Online-Befragung „Kunstrasen“ erfolgreich Druckversion

Viele rheinhessische Vereine sind dem Aufruf der Sportbünde gefolgt und haben sich an der Erhebung der Daten beteiligt, dafür herzlichen Dank! Das mögliche Verbot von Kunststoffgranulat auf Kunstrasenplätzen im Rahmen einer möglichen EU-Verordnung bewegt die Sportwelt seit Monaten. Die Konsultation der Europäischen Kommission war dabei eine Möglichkeit, auf die Auswirkungen eines solchen Verbots für die Sportvereine hinzuweisen. Diese Chance haben die Sportbünde in Rheinland-Pfalz mit der Unterstützung des Trierer Instituts für Sportstättenentwicklung (ISE) genutzt und eine Online-Befragung unter den Sportvereinen initiiert.

„Erstmals haben wir dadurch belastbare Zahlen gewonnen, die uns einen Überblick über die Situation in Rheinland-Pfalz verschaffen. Damit sind wir für künftige Verhandlungen mit der Landesregierung zum Thema ‚finanzielle Förderung von Kunstrasenplätzen‘ besser aufgestellt“, zeigt sich der kommissarische LSB-Präsident Jochen Borchert zufrieden mit dem Ergebnis der Vereinsbefragung.

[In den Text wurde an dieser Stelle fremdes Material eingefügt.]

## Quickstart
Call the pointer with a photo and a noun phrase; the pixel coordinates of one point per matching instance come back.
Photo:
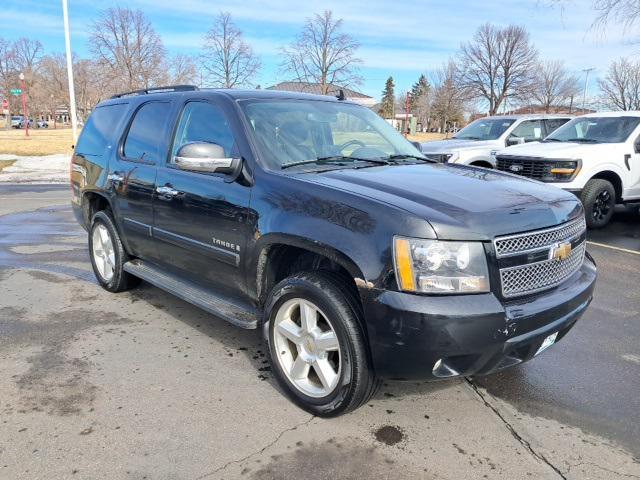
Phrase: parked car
(474, 144)
(596, 156)
(313, 220)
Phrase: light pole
(72, 93)
(584, 94)
(25, 115)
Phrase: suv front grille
(530, 167)
(533, 277)
(517, 244)
(529, 278)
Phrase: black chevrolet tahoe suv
(311, 218)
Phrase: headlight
(562, 171)
(434, 266)
(452, 157)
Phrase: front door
(201, 220)
(132, 175)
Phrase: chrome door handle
(167, 191)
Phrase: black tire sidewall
(338, 400)
(116, 282)
(592, 190)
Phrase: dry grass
(6, 163)
(39, 142)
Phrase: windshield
(485, 129)
(595, 130)
(301, 132)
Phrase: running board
(241, 316)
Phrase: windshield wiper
(400, 156)
(334, 159)
(583, 140)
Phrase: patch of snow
(40, 169)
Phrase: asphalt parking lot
(142, 385)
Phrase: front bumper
(429, 337)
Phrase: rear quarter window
(100, 129)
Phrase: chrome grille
(439, 157)
(531, 167)
(534, 277)
(538, 240)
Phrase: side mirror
(206, 158)
(514, 141)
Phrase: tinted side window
(531, 130)
(99, 129)
(145, 133)
(204, 122)
(555, 123)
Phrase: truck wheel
(108, 255)
(599, 200)
(317, 347)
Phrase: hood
(460, 202)
(565, 150)
(448, 146)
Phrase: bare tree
(498, 64)
(130, 51)
(322, 54)
(228, 61)
(553, 85)
(621, 86)
(448, 99)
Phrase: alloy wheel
(602, 206)
(103, 252)
(307, 348)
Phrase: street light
(25, 115)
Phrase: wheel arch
(279, 255)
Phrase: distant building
(334, 90)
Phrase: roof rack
(169, 88)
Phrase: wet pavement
(143, 385)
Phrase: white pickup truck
(474, 144)
(596, 156)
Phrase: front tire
(108, 255)
(599, 200)
(317, 346)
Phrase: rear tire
(599, 200)
(108, 255)
(298, 356)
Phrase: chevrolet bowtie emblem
(560, 251)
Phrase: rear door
(201, 226)
(132, 174)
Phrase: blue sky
(397, 38)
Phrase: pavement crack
(513, 431)
(259, 451)
(626, 475)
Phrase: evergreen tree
(419, 92)
(388, 99)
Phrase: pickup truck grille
(526, 166)
(439, 157)
(528, 278)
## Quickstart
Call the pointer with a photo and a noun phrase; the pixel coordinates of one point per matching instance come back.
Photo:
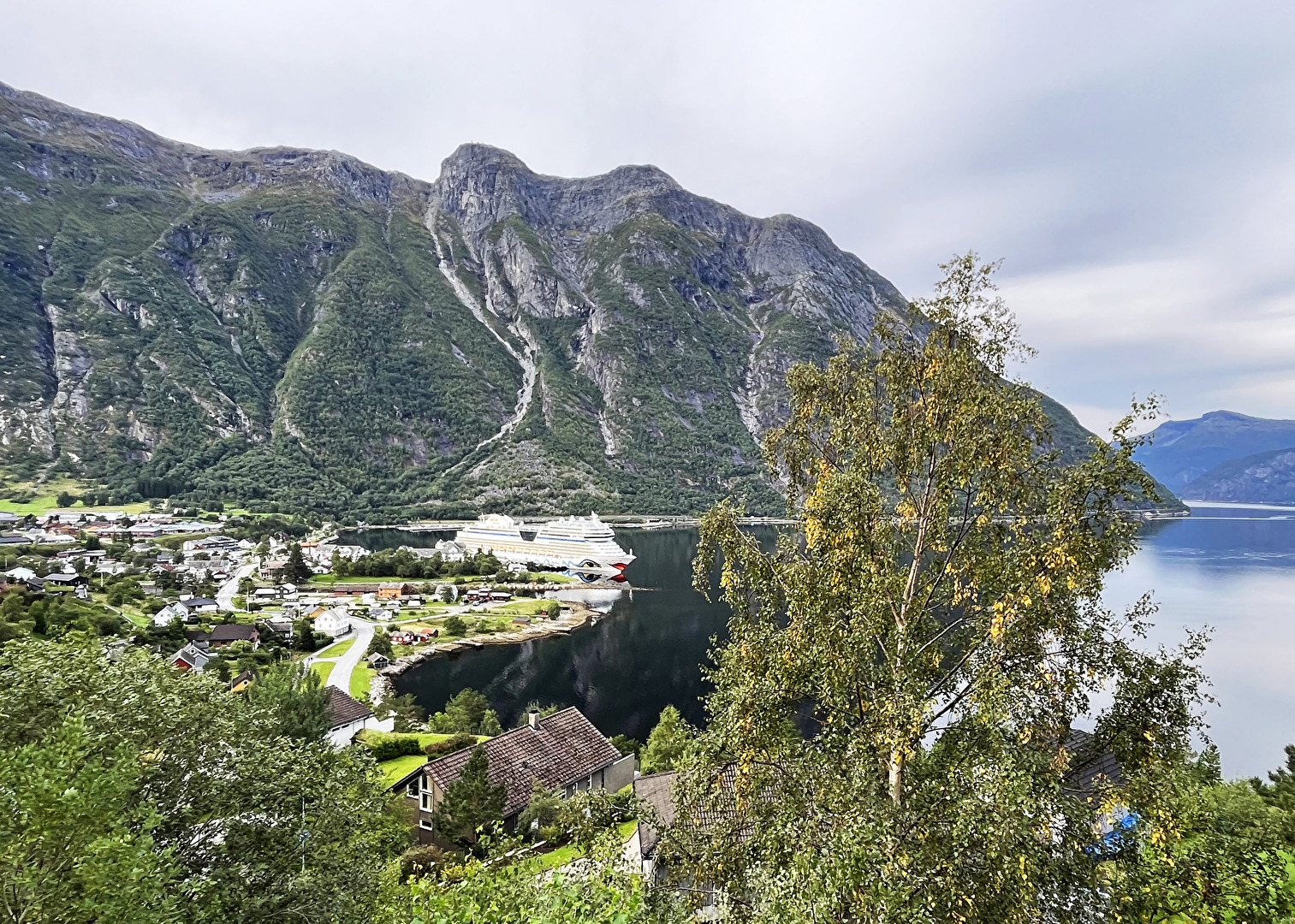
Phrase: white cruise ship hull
(583, 548)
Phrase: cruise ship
(582, 545)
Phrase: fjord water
(1232, 568)
(1229, 567)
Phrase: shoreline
(579, 618)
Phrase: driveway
(229, 589)
(345, 666)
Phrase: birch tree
(888, 730)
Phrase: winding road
(229, 589)
(345, 666)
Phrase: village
(217, 605)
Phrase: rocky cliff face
(297, 328)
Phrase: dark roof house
(346, 709)
(563, 752)
(227, 634)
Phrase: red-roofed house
(563, 752)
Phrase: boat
(580, 545)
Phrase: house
(166, 615)
(335, 621)
(394, 592)
(451, 552)
(724, 817)
(222, 636)
(279, 625)
(65, 581)
(563, 751)
(191, 658)
(348, 716)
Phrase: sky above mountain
(1133, 164)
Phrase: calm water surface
(1232, 568)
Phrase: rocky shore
(574, 615)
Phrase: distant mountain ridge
(1181, 453)
(295, 328)
(1262, 477)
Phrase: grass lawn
(522, 607)
(336, 650)
(47, 502)
(399, 767)
(360, 678)
(565, 855)
(333, 578)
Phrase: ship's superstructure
(583, 545)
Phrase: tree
(666, 742)
(297, 571)
(490, 724)
(626, 744)
(134, 778)
(380, 643)
(305, 636)
(466, 711)
(298, 699)
(472, 803)
(407, 714)
(539, 820)
(492, 889)
(888, 730)
(73, 833)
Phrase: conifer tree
(472, 803)
(666, 742)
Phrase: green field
(565, 855)
(45, 504)
(522, 607)
(360, 678)
(399, 767)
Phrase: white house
(335, 621)
(451, 550)
(172, 611)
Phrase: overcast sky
(1133, 163)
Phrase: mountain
(1181, 452)
(295, 329)
(1262, 477)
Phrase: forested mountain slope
(295, 328)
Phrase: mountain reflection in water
(1232, 568)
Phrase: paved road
(229, 589)
(345, 666)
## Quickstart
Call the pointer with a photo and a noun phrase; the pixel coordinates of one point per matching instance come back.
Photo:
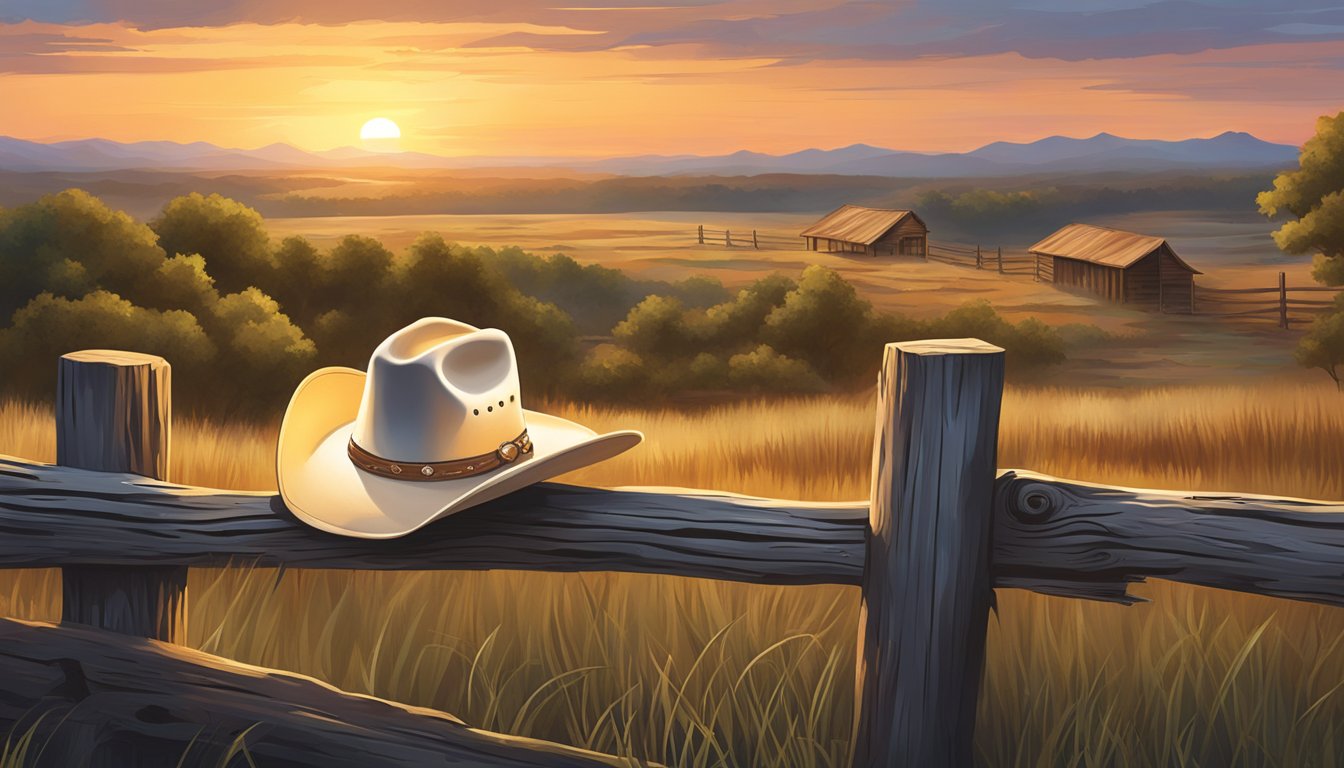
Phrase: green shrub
(297, 279)
(730, 323)
(766, 370)
(227, 234)
(823, 322)
(69, 244)
(51, 326)
(610, 373)
(659, 327)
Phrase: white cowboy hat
(434, 427)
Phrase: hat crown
(440, 390)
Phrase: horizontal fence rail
(1057, 537)
(941, 531)
(156, 704)
(1278, 303)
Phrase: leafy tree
(823, 323)
(733, 322)
(1313, 197)
(51, 326)
(69, 244)
(227, 234)
(297, 279)
(180, 283)
(766, 370)
(610, 373)
(1323, 346)
(659, 326)
(265, 354)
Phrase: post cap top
(946, 347)
(114, 358)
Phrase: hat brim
(324, 488)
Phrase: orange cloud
(456, 92)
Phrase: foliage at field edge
(1313, 197)
(699, 674)
(203, 285)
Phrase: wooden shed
(858, 229)
(1117, 265)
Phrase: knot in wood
(1035, 502)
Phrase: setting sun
(379, 128)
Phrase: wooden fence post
(113, 414)
(1282, 300)
(926, 589)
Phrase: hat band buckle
(421, 471)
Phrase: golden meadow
(699, 673)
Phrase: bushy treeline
(242, 318)
(785, 336)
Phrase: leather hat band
(456, 470)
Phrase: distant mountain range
(1053, 155)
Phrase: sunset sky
(604, 77)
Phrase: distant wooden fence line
(941, 531)
(747, 238)
(1276, 303)
(1273, 303)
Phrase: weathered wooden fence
(1276, 303)
(747, 238)
(941, 530)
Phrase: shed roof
(1102, 245)
(858, 223)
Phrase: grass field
(1233, 249)
(698, 673)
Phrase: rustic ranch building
(856, 229)
(1117, 265)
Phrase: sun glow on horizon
(379, 128)
(381, 135)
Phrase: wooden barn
(1117, 265)
(856, 229)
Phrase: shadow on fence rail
(942, 530)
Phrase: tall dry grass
(698, 673)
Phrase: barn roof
(858, 223)
(1102, 245)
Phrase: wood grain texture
(112, 700)
(54, 515)
(114, 414)
(926, 589)
(1083, 540)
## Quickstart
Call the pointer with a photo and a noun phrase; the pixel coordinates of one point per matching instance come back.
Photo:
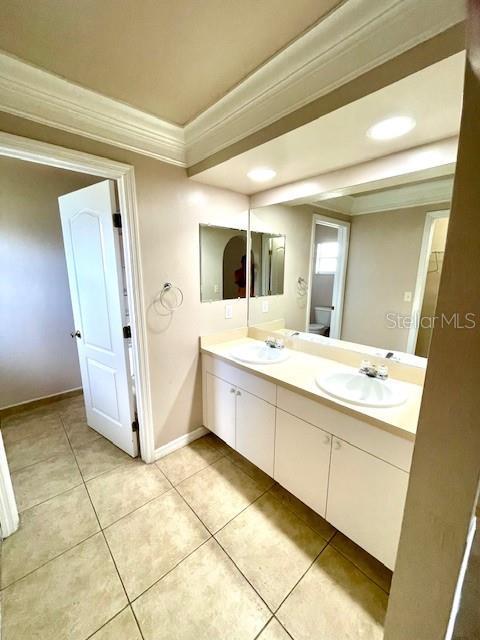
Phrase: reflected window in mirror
(223, 263)
(268, 264)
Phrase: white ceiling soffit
(353, 39)
(433, 160)
(432, 96)
(44, 97)
(325, 58)
(390, 199)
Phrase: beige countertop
(299, 371)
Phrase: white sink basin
(258, 353)
(357, 388)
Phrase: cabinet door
(366, 497)
(302, 460)
(255, 435)
(221, 409)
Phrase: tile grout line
(109, 620)
(101, 530)
(263, 628)
(92, 535)
(269, 609)
(301, 578)
(284, 627)
(345, 557)
(268, 490)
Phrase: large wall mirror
(223, 263)
(361, 265)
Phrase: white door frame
(55, 156)
(341, 275)
(422, 275)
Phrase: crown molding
(352, 40)
(38, 95)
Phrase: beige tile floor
(201, 545)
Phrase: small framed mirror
(223, 263)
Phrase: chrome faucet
(274, 343)
(372, 370)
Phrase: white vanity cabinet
(302, 460)
(351, 472)
(255, 429)
(220, 408)
(366, 497)
(244, 420)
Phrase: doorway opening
(95, 233)
(428, 282)
(329, 251)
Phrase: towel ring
(168, 286)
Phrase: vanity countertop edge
(400, 421)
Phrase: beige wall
(322, 283)
(432, 283)
(171, 207)
(296, 224)
(38, 356)
(445, 473)
(382, 265)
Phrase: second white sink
(258, 353)
(357, 388)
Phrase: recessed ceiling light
(261, 174)
(391, 128)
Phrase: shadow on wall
(183, 404)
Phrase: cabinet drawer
(302, 460)
(248, 381)
(387, 446)
(366, 499)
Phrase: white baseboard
(51, 396)
(180, 442)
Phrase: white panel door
(92, 251)
(366, 498)
(302, 460)
(221, 409)
(255, 434)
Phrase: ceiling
(391, 198)
(171, 58)
(433, 96)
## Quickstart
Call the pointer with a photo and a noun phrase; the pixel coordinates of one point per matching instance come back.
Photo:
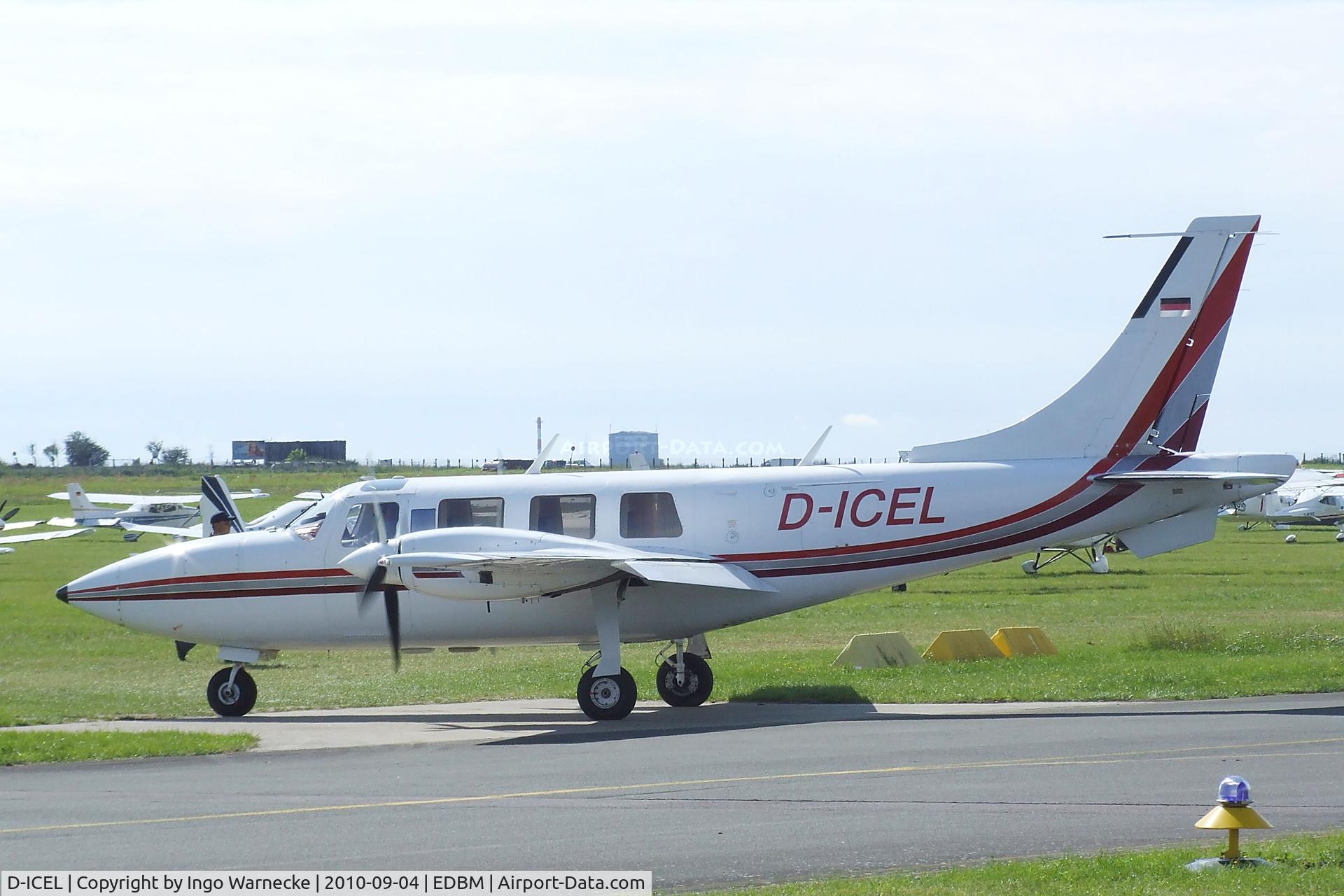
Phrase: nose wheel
(606, 697)
(695, 682)
(232, 692)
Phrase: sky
(421, 226)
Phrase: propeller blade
(374, 583)
(394, 625)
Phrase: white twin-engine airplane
(668, 555)
(7, 524)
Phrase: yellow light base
(1231, 818)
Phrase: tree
(176, 456)
(83, 450)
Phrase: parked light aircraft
(668, 555)
(217, 498)
(1310, 498)
(144, 510)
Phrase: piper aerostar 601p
(668, 555)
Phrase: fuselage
(816, 533)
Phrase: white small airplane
(1310, 498)
(143, 510)
(7, 524)
(217, 500)
(668, 555)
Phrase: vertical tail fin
(1151, 388)
(216, 498)
(78, 498)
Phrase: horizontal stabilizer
(707, 575)
(1191, 476)
(1171, 533)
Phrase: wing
(41, 536)
(69, 522)
(499, 564)
(178, 532)
(132, 498)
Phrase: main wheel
(608, 697)
(234, 699)
(695, 687)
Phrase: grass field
(1307, 865)
(23, 747)
(1243, 614)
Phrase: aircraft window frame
(657, 519)
(477, 512)
(564, 514)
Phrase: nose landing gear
(232, 692)
(691, 687)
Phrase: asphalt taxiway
(723, 794)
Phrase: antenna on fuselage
(816, 448)
(545, 453)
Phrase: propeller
(390, 603)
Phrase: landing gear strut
(606, 691)
(232, 691)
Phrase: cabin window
(369, 523)
(569, 514)
(457, 512)
(650, 514)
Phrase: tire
(609, 697)
(233, 701)
(699, 681)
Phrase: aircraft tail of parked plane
(1148, 394)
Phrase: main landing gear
(606, 690)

Insgesamt haben 709 Sportvereine aus Rheinland-Pfalz an der Abfrage teilgenommen. Davon gaben 420 Vereine an, einen Kunstrasenplatz für ihre Sport- und Bewegungsangebote zu nutzen. 217 Vereine konnten konkrete Angaben zum Füllmaterial der von ihnen genutzten Plätze machen. Dabei zeigte sich, dass die deutliche Mehrzahl der Sportplätze mit Kunststoffgranulat verfüllt ist – nämlich 125. Mit Sand sind 53 Plätze und acht Plätze sind mit Korkgranulat verfüllt. Insgesamt 31 Sportplätze waren den Angaben zufolge unverfüllt. Auffällig war, dass viele Sportvereine gar nicht genau wissen, welches Füllmaterial auf den genutzten Sportplätzen verwendet wird. Häufig sind es die Kommunen, die Träger der Sportstätten sind und über die entsprechenden Informationen verfügen. Vereine sind in der Mehrzahl Nutzer der Sportplätze – und wären damit die Leidtragenden eines möglichen Verbots von Kunststoffgranulat.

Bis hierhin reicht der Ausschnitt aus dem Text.